10 Terabytes for Radicals


Last night I watched Carl Malamud’s fascinating, inspiring, and informative WWW2010 address in which he discussed his 10 Rules for Radicals, a strategy for working with (or against) bureaucracies. I won’t summarize here; watch the video.

I will point out, however, that using very much the same rhetoric that Carl articulated so eloquently, Google has announced that it is making available for free download about 10 terabytes of patent and trademark data. This is great news for those interested in doing their own patent searches in ways that publicly-available systems (e.g., Google Patent search, USPTO, etc.) cannot support. It’s also great news for information retrieval and data-mining researchers who can now access a lot of data in a straight-forward manner.

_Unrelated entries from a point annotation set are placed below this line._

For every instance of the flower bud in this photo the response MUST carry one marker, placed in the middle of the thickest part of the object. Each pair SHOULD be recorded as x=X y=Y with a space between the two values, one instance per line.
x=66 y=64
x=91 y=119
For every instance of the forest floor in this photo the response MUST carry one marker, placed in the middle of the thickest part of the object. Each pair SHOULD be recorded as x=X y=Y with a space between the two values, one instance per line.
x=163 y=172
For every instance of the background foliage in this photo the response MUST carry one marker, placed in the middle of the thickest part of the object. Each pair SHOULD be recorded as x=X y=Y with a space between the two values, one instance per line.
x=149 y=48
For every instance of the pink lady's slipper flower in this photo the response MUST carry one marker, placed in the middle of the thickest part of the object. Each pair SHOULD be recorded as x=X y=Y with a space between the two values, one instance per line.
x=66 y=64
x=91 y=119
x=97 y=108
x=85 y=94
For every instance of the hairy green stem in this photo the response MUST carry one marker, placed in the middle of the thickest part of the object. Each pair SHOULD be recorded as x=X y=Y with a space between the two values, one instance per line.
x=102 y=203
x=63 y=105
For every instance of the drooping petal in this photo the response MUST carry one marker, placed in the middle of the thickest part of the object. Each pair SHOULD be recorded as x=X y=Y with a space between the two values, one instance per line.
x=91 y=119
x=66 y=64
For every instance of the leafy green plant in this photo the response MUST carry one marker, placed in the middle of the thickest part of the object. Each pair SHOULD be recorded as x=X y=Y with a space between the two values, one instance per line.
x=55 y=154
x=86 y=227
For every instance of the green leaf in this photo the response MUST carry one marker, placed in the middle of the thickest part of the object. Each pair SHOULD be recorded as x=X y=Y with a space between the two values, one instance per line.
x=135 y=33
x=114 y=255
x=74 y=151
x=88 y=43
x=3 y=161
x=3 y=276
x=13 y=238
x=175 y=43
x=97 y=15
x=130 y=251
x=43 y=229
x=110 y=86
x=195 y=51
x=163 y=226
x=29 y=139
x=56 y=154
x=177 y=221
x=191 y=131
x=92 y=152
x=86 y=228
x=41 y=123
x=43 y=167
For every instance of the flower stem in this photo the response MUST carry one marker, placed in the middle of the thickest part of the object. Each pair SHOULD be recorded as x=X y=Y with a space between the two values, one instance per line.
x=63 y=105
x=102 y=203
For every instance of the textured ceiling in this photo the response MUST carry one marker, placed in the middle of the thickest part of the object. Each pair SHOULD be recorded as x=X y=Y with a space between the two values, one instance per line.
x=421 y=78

  1. I have 1.2TB at home.
    Even if I had 10TB, each XML file is about 230MB after unpacking and I can’t even see the format.
    Is there any way to do use this from home?

  2. This data may be at a scale for which the disclaimer “Don’t try this at home” applies. On the other hand, it should be possible to set up some research servers through which subsets of the data could be examined. Seems like a good application for some cloud computing infrastructure.

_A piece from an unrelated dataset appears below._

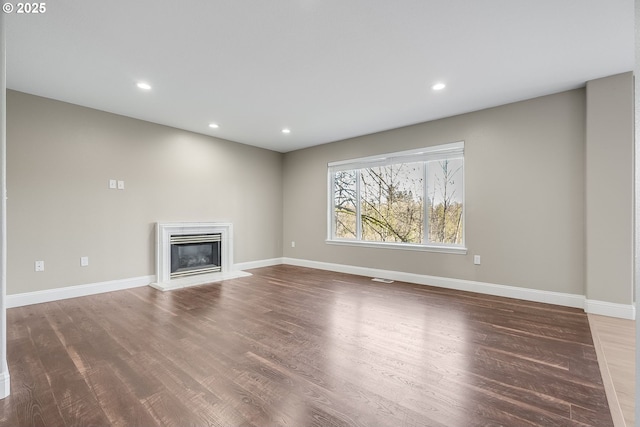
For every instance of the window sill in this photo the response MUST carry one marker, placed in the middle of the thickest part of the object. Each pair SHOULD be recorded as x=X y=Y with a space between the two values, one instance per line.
x=402 y=246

  3. My informal sample of the patent data Google makes available suggests that if you’re interested in full-text search (rather than the page images and trademark data), there isn’t SO much data there: for the nine years of full-text data that’s available, each week’s documents are stored in a separate file. Uncompressed, each file is about 500MB (conservative estimate based on a sample of 4 files), and there are a total of about 9*52 such files, for a total of about 250GB of XML data. That should fit on your home disk just fine.